The most eleborate of the church based peace efforts under way is the disarmament program of Riverside Church in New York City, where Coffin is senior minister.

Riverdale's disarmament program, directed by another peace activist of the Vietnam War days, Cora Weiss, held a massive national "Reverse the Arms Race" convocation last December. It also has organized demonstrations against the launching of the Trident submarine, mobilized a Peace Sunday/Peace Sabbath effort earlier this year, and in general continues to hammer away in an effort to roll back the arms race.

The peace convocation at First Baptist Church here this weekend is one of about 70 similar gatherings around the country encouraged by the New York church.

The new efforts for peace are taking different approaches. Some, like the Riverside program, tend to hit hard on the guns-or-butter argument, with ready statistics on how many health clinics could be built for the price of one nuclear submarine. Such arguments also usually contend that nuclear weapons make for a more dangerous rather than a more secure world.

Groups such as the Sojourners come at the problem from a more explicitly religious approach.

"I think the significant thing is that there is a new constituency of people who are involved in this question on the basis of their personal faith . . . because of what they believe about Jesus Christ," explained Wes Michaelson of Sojourners, one of the coordinators of the Memorial Day prayer vigils.

"The people who came [to the prayer vigils] were there not for the eral political reasons or for a rationalist war-is-bad, peace-is-good philosophy, but because of what they believe, because their own personal faith cannot countenance our nation's nuclear policy," he said.

For that reason, he said, groups such as Sojourners continue to stress prayer, worship and "getting people deeper in touch with their own faith and beliefs . . . I believe they need to look at the nuclear issue in light of their stated conviction that Jesus is Lord."

For Christians, Michaelson continued, "there is no way in which our nuclear policy can be called anything but idolatry of the nation....

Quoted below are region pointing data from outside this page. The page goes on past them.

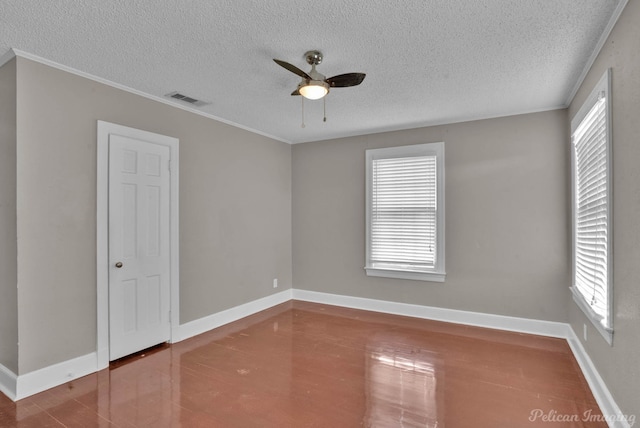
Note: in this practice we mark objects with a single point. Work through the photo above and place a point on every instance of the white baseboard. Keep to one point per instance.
(8, 382)
(54, 375)
(202, 325)
(18, 387)
(608, 406)
(500, 322)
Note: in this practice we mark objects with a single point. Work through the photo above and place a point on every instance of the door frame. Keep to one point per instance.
(102, 230)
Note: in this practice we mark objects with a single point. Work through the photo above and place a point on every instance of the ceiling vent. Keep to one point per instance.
(187, 99)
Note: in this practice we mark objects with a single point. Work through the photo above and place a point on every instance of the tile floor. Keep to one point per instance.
(308, 365)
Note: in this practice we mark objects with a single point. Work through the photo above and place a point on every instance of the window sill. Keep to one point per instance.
(606, 332)
(405, 274)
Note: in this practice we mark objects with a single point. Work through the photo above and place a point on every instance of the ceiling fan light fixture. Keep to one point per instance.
(314, 89)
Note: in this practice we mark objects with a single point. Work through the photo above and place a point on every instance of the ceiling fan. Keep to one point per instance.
(315, 85)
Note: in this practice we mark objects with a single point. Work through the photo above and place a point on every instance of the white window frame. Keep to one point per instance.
(437, 274)
(603, 324)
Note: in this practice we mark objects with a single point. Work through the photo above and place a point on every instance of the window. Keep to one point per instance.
(591, 171)
(405, 212)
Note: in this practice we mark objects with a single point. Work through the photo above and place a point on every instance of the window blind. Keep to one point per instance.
(592, 210)
(403, 213)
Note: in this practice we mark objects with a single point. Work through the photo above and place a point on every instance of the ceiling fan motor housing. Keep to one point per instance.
(313, 57)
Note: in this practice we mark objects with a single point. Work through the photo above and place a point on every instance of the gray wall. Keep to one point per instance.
(507, 230)
(235, 209)
(8, 246)
(619, 364)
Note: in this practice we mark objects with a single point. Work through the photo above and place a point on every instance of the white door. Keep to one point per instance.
(139, 250)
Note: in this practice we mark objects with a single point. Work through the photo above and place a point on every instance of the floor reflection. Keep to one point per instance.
(402, 384)
(308, 365)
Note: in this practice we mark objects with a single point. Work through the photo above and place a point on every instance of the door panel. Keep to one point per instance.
(139, 251)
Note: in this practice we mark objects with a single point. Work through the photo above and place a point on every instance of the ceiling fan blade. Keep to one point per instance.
(344, 80)
(292, 68)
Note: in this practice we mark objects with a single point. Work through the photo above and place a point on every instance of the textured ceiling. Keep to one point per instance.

"We have to get people to raise the basic question, such as 'How can we in Christian terms ever justify the use of nuclear weapons?'"

Michaelson, a former legislative aide to Sen. Mark Hatfield (R-Ore.) does not dismiss the political dimension.

"Ultimately, it does have to be translated into political terms," he said, adding that he believes "the nuclear issue will be a major issue in the 1980 elections."

While there are different approaches in the churches' quest for peace, there also is beginning to be an exchange of methods and tactics.

Michaelson and several of his colleagues from Sojourners are involved in the leadership of the First Baptist conference this weekend. The conference itself is co-sponsored by the Church of the Saviour, a small congregation here that is closer to the iconoclastic Sojourners Fellowship than the establishmentarian First Baptist Church.

The Rev. Dr. Alan Geyer, a political scientist who heads a think tank at American University on the relationship between religion and politics, warned against "the danger of exaggerating the scope and significance" of a church-led peace movement at this time.

Nevertheless," Geyer acknowledged, "certain things are breaking out in a number of places."

Geyer, who was technical adviser to the American church delegation at the meeting with the Russian churchmen in Geneva, is concerned that churches not depend upon dramatic gestures.He said that he wants peace to become a continuing involvement for churches.

"The church needs to find ways beyond peace resolution and rallies to get people vocationally commited [to work for peace] for a lifetime," he said.

But for church leaders such as Coffin, who spends an increasing amount of time crisscrossing the county mobilizing for peace, the cause has become something of a holy calling.

"The nation needs help from the religious community - from the men and women who are less conformed to the ways of this world," Coffin said, paraphrasing scripture.

"We've only got a prayer" of avoiding nuclear holocaust, he declared, adding, "We've got to do what we can."